Lai made comments during layover in San Francisco on way back from Honduras

Taiwan Vice President Lai Ching-te.

Taiwan Vice President Lai Ching-te. (CNA photo)

TAIPEI (Taiwan News) — Vice President Lai Ching-te (賴清德) on his way back from a diplomatic trip to Honduras repeated the accusation that China blocked the country from getting COVID-19 vaccines last year.
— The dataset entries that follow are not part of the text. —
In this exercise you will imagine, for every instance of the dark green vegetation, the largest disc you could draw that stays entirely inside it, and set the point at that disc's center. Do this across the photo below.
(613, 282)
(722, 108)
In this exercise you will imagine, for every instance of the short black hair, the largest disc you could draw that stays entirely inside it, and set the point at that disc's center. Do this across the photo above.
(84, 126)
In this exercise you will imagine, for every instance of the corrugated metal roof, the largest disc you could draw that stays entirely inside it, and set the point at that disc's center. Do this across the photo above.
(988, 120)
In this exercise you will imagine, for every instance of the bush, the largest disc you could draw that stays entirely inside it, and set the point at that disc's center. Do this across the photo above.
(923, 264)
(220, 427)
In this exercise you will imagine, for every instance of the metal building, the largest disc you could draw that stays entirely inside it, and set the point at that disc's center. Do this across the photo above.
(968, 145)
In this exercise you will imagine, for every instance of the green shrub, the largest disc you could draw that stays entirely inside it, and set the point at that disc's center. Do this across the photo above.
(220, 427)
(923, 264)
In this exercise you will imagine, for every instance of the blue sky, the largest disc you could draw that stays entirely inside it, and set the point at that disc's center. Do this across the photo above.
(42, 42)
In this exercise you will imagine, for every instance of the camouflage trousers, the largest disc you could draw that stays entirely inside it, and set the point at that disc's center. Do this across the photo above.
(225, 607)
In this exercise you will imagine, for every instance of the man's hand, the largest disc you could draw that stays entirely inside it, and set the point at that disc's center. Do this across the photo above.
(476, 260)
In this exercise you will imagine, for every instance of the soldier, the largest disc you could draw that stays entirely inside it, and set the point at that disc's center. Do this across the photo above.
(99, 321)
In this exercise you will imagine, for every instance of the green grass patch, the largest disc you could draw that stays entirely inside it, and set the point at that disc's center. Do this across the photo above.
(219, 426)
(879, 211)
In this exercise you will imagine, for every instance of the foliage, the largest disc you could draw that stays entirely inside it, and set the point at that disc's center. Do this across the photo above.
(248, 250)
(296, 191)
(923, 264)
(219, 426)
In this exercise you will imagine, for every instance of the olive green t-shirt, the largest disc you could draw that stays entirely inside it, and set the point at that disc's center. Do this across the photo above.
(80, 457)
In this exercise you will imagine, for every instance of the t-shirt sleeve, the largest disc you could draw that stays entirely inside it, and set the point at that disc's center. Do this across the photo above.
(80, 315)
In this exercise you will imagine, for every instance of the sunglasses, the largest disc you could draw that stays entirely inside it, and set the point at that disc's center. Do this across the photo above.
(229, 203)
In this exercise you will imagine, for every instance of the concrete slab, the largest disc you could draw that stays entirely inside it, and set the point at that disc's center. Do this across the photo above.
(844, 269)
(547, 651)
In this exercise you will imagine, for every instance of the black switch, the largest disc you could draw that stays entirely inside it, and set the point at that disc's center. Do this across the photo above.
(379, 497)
Last May, while Taiwan was facing a domestic COVID outbreak, President Tsai Ing-wen (蔡英文) accused China of obstructing a deal with Germany’s BioNTech to obtain vaccines after China had offered the doses through a Chinese company, according to Reuters. China denied it had attempted to keep Taiwan from acquiring vaccines and offered Chinese-made doses that Taipei refused due to safety concerns.

Within two weeks after Tsai’s remarks, Senator Tammy Duckworth, along with several other U.S. lawmakers, announced during a trip to Taipei that Washington would donate 750,000 vaccine doses to Taiwan.

During his layover in San Francisco on the way back to Taiwan from Honduras, Lai spoke with Duckworth and offered her thanks, Reuters reported. Lai said he was “especially grateful to her last year when Taiwan was unable to obtain vaccines due to the China factor,” the Presidential Office said, citing U.S. Representative to the U.S. Hsiao Bi-khim (蕭美琴), who accompanied Lai on the trip.

Lai noted that “(Senator Duckworth) not only actively advocated that the Biden administration should provide vaccines to Taiwan but also personally went to Taiwan to announce that the United States would donate Taiwan vaccines,” per the Presidential Office.

China’s foreign ministry described Lai’s comments as “total fiction,” calling them a “malicious slandering and smearing of the true face of the mainland,” according to Reuters.

Taiwan finally began receiving Pfizer-BioNTech vaccines last September after Foxconn founder Terry Gou (郭台銘), Taiwan Semiconductor Manufacturing Co, and Buddhist Tzu Chi Foundation negotiated for the doses on the country’s behalf.

Lai attended the inauguration of Honduran President Xiomara Castro on Jan. 27, where he had a brief exchange with U.S. Vice President Kamala Harris. During his 24-hour layover in San Francisco, he also met with members of the Taiwanese-American community and online with U.S. House of Representatives Speaker Nancy Pelosi, as well as U.S. experts in the areas of medicine, national security, and trade.